С болезнью Теньки у обды не стало меньше иных дел и забот, но Клима уже не могла заниматься ими, как прежде. Ее мысли постоянно возвращались в комнату лазарета, где умирал человек, которого она каких-то несколько лет назад прятала в том же самом лазарете под кроватью, спасая от преследователей. Казалось, только вчера Тенька ворвался в ее жизнь через им же разбитое окно, поставил все с ног на голову, при этом непостижимым образом придав событиям особый стройный порядок, без которого Климе пришлось бы куда тяжелей.

Клима не знала, любит ли она Теньку. Особенно в том смысле, который имела в виду Ристинка. Но была уверена, что будет тосковать по своему единственному близкому другу едва ли меньше, чем когда-то по матери. И не потому, что Тенька умел делать доски и хорошую взрывчатку. Даже не потому, что когда-то они провели вместе ночь. Просто он умел смотреть ей в глаза и улыбаться. И называть даже самое паршивое положение дел «интересненьким». Только Тенька мог позволить себе однажды вылить на обду ведро воды, а после этого еще и уболтать, чтобы она извинилась перед Герой.

Только Тенька, найдя дверь в иной мир, куда мечтал попасть половину жизни, не удрал туда насовсем, презрев желание «злокозненной обды», а принялся уговаривать свою девушку переехать к нему. Может, в конце концов, и уговорил бы.

Клима поймала себя на том, что уже не думает о колдуне, как о живом. И решительно оборвала собственные мысли.

Нужно что-то делать.

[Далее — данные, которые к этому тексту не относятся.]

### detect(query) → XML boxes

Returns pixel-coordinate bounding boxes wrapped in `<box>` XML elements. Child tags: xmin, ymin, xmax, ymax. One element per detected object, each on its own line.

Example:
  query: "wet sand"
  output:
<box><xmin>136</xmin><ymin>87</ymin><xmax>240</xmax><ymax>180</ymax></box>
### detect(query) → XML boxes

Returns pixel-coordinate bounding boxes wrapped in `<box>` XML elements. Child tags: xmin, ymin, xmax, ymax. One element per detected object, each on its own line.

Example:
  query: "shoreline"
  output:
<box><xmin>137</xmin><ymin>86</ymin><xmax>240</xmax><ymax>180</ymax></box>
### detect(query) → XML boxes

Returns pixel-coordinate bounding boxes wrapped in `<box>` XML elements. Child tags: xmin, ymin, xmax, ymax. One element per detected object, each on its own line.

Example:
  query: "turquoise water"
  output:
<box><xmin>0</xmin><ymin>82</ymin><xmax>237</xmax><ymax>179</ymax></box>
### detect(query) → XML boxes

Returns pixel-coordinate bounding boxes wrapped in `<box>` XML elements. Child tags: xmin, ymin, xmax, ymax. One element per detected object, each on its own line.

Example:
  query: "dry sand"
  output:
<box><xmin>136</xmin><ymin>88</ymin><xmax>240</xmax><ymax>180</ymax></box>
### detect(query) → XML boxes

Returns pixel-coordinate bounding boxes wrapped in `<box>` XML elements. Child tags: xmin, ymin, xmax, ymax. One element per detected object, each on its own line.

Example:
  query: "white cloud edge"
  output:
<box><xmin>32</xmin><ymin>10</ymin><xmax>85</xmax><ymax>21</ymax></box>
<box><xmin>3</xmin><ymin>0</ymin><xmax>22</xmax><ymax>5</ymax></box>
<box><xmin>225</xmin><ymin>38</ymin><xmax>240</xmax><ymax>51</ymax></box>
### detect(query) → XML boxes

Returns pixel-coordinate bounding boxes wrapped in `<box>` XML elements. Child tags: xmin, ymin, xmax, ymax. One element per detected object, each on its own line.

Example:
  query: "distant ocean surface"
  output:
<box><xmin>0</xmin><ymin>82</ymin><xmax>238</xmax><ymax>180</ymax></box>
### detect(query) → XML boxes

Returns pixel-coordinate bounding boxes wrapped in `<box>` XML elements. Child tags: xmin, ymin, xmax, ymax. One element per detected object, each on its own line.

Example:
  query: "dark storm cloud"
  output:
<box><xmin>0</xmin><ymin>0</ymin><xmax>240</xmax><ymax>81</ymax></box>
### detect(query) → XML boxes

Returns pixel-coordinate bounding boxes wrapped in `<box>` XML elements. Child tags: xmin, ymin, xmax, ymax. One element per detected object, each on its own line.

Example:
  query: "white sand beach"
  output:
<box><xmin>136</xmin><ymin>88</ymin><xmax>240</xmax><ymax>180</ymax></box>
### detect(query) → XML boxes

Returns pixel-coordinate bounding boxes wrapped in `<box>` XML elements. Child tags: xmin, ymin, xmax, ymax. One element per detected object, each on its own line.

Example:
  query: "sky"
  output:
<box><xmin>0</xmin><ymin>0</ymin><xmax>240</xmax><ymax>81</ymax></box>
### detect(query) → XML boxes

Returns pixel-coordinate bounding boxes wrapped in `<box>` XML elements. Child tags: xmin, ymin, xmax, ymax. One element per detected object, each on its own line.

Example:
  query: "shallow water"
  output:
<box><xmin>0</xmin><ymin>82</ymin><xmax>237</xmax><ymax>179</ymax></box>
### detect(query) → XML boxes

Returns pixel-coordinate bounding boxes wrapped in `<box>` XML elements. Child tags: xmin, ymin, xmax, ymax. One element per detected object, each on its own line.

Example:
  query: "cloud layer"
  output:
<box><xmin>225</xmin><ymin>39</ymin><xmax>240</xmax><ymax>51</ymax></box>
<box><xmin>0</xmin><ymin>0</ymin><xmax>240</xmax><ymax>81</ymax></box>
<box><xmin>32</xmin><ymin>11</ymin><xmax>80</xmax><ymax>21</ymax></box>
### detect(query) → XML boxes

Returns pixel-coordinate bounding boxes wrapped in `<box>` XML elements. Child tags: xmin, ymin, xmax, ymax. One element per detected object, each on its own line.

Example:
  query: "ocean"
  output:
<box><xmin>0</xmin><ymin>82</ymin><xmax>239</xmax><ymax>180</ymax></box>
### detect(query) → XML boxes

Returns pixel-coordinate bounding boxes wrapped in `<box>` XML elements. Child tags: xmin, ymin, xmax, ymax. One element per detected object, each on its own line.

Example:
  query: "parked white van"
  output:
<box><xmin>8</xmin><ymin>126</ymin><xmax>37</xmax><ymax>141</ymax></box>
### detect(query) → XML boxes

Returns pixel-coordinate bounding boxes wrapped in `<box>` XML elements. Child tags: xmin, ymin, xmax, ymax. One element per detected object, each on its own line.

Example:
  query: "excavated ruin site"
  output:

Глупо торчать в лазарете с утра до ночи, все равно никакого проку, только нагонять тоску себе и больному. Но и сидеть сложа руки нельзя. После битвы под Фирондо Клима пошла на городское капище и молила высшие силы о помощи. Но в Институте капищ нет. Ближайшее находится в Гарлее, за три дня лету отсюда.

Клима встала из-за стола и подошла к комоду, на котором стояла лампа. Все валилось из рук, огниво не желало давать искру, фитиль не горел. Разозлившись, Клима отшвырнула огниво, и оно со стуком закатилось куда-то под комод. Девушка встряхнула лампу: там совсем не было масла.

- Какого смерча ни одна клятая крокозябра не следит за светильниками обды? Я что, сама должна в кладовку бегать?!

Резкий, неосторожный взмах рукавом – и пустая лампа полетела на пол, вслед за огнивом.

Гулкий удар медной посудины о каменные плиты немного отрезвил Климу. Она до боли переплела пальцы и уткнулась этим двойным тяжелым кулаком в морщинку на лбу.

А ведь бегала когда-то, подумалось Климе. И за маслом, и за чернилами, и за сменной одеждой. И сама себе штаны штопала, ужас-то какой. Не было тех, кто делал это за нее. И не было колдунов, перед высшими силами понимавших ее больше прочих. Как Налина Делей. Как Тенька…

Дверь еле слышно скрипнула.

- Ты, что ли, шум устроила? – осведомился Хавес, заглядывая. – Чего темнотищу развела? – он прищурился, отыскивая взглядом хозяйку кабинета. – Эй, Клима! Ты тут?